Hughes concurred. “This is a good laboratory for the corporation. This is truly a reinvention of our department store business. We’re doing things that other people would find roadblocks and barriers to.”
Besides leasing space to vendors, Field’s is increasing its offering of several brands, providing the feeling of mini-boutiques throughout the store. For example, Field’s moved its hosiery from its highly trafficked first floor to the fifth, near intimate apparel, to make room for an Yves Saint Laurent Rive Gauche accessories boutique and sections for Bottega Veneta and Kate Spade handbags.
Regarding women’s apparel, Field’s plans to expand and remodel its St. John collection on the third floor and lease space to Olsen Europe, a European sportswear brand. The space will represent Olsen’s first American boutique.
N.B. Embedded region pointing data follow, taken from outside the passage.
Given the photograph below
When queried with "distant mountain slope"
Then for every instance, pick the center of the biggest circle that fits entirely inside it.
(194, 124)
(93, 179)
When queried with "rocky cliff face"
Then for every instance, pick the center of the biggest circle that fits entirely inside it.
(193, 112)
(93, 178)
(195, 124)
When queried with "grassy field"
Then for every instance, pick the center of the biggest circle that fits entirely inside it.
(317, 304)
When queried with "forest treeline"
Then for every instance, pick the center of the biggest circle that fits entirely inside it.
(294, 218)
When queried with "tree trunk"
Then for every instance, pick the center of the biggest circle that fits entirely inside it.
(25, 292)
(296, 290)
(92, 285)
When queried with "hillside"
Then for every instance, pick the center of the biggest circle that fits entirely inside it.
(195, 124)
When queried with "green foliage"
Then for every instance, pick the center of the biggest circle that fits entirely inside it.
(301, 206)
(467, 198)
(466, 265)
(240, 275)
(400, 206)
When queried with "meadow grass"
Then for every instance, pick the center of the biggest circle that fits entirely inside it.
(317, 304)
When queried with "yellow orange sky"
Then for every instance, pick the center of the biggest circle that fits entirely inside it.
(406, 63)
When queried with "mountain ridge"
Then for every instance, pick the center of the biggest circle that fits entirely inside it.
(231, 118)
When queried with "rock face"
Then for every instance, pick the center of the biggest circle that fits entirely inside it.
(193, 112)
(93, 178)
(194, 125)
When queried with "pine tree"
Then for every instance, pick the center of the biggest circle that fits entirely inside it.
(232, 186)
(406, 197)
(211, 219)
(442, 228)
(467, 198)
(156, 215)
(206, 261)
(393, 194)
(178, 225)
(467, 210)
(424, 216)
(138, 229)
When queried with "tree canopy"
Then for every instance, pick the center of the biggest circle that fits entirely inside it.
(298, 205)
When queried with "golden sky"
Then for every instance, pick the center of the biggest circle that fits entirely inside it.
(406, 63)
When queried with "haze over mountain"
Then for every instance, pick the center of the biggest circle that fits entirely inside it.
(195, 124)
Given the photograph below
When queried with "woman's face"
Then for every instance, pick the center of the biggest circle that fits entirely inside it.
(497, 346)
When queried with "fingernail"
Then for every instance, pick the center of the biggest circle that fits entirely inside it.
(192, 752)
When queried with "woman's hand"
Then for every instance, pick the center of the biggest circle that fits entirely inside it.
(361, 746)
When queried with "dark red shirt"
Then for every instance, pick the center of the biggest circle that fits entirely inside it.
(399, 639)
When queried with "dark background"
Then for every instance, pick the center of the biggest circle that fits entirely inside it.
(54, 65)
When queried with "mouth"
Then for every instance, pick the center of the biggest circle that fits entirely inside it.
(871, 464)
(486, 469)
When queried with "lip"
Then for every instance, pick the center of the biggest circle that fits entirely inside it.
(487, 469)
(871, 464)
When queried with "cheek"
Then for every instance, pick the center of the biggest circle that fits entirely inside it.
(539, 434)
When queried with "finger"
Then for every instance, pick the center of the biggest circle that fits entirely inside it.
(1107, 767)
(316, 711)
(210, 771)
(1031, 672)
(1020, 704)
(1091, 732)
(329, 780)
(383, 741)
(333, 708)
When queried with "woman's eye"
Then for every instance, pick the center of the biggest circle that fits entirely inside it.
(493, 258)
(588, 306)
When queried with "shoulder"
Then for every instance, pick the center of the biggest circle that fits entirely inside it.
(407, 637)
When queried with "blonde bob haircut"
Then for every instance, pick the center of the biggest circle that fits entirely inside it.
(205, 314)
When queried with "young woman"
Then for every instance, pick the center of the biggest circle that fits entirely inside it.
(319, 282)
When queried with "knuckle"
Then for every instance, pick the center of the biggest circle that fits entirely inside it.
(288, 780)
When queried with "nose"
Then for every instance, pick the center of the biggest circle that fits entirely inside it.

Additionally, Field’s will present an array of new lines, including Marc Jacobs, Miu Miu, Fenn Wright & Manson and Miss Sixty, the spokeswoman said. It’s also expanding its collection of French Connection.
Each floor is receiving upgraded lighting to brighten the store and its contents. In some areas, the light level will be doubled.
“We’re increasing the ambient light to create a good feeling. It makes you want to stay longer,” said Jaeger. “For me, as a consumer, then I can see the difference between navy and black.”